Die eigene Hilflosigkeit gibt einem in Extremsituationen zwei instinktive Optionen: “Fight OR Fight”. Als Mutter kann ich nicht fliehen, denn ich möchte mein Kind niemals allein lassen. Was bei mir in solchen Momenten bleibt ist die Wut. Keine kopflose, in der ich meinem Sohn etwas antue, aber eine unüberlegte und impulsive, die mich vor mir selbst zurückschrecken lässt. Denn auch ich kenne es, wie mein Sohn, regelrecht von Gefühlen überfahren zu werden.

Warum bin ich manchmal nicht die Mama, die ich sein möchte? Tränen rollen über meine Wangen, weil ich theoretisch weiß, dass ich ihn einfach hätte tragen können und dann wäre nichts von alldem passiert. Doch praktisch mache ich Fehler, verhalte mich manchmal nicht so, wie ich es selbst gerne würde und das ist menschlich. Ich darf lernen mir für diese Fehler zu verzeihen. Denn sie zeigen mir selbst meine eigenen Grenzen auf.

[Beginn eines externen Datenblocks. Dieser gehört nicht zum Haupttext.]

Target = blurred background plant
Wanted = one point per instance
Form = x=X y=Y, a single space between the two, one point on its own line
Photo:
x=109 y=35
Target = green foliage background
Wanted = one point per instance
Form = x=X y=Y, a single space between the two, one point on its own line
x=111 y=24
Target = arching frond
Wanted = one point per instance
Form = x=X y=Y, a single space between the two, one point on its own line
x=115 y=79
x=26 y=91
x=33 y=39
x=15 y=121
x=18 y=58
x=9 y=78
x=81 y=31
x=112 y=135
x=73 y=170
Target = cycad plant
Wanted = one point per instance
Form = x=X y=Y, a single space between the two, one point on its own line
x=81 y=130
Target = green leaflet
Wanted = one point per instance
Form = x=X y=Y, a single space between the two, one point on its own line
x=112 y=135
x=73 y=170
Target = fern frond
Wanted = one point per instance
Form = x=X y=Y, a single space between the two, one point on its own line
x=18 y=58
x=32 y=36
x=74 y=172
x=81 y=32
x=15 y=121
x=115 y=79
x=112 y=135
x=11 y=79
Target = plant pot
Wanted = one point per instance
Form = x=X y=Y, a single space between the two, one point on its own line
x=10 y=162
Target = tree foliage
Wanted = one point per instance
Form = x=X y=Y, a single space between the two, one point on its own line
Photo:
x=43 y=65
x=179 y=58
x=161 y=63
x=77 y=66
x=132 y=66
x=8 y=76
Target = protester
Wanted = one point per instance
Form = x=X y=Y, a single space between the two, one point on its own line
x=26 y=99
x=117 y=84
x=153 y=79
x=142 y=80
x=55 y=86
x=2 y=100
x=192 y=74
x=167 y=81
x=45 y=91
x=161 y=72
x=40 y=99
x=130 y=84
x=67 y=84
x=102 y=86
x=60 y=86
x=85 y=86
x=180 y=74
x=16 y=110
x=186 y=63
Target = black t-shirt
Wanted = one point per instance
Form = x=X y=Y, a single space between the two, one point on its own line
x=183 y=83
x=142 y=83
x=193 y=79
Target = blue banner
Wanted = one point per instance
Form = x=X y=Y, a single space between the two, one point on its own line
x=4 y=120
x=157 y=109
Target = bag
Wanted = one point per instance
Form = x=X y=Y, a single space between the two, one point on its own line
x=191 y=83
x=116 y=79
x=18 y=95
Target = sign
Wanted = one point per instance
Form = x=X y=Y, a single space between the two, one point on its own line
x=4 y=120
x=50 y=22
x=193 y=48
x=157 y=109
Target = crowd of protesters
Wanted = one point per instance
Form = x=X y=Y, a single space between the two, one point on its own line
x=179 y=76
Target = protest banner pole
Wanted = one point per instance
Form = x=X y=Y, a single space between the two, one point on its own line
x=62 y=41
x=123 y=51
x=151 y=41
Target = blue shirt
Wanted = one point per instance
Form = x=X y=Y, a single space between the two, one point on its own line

Ich habe mich bei meinem Sohn entschuldigt. Er ist zwar erst zwei, doch auch er verdient Respekt wie jeder Erwachsene auch. Er spürt schließlich meine Wut, also soll er auch meine aufrichtige Bedauerung über meine unüberlegte Reaktion spüren. Und ich selbst versuche weiterhin jeden Tag ein Stückchen besser zu werden. Morgen habe ich wieder die Chance, eine bessere Mama zu sein als gestern. Doch auch wenn ich Fehler mache, die mir selbst im Herzen wehtun, so sind diese Augenblicke Teil eines echten Lebens. Nichts und niemand ist perfekt und jeder Moment, der uns spüren lässt, was wir nicht sind, bringt uns näher zu dem, was wir wirklich sind.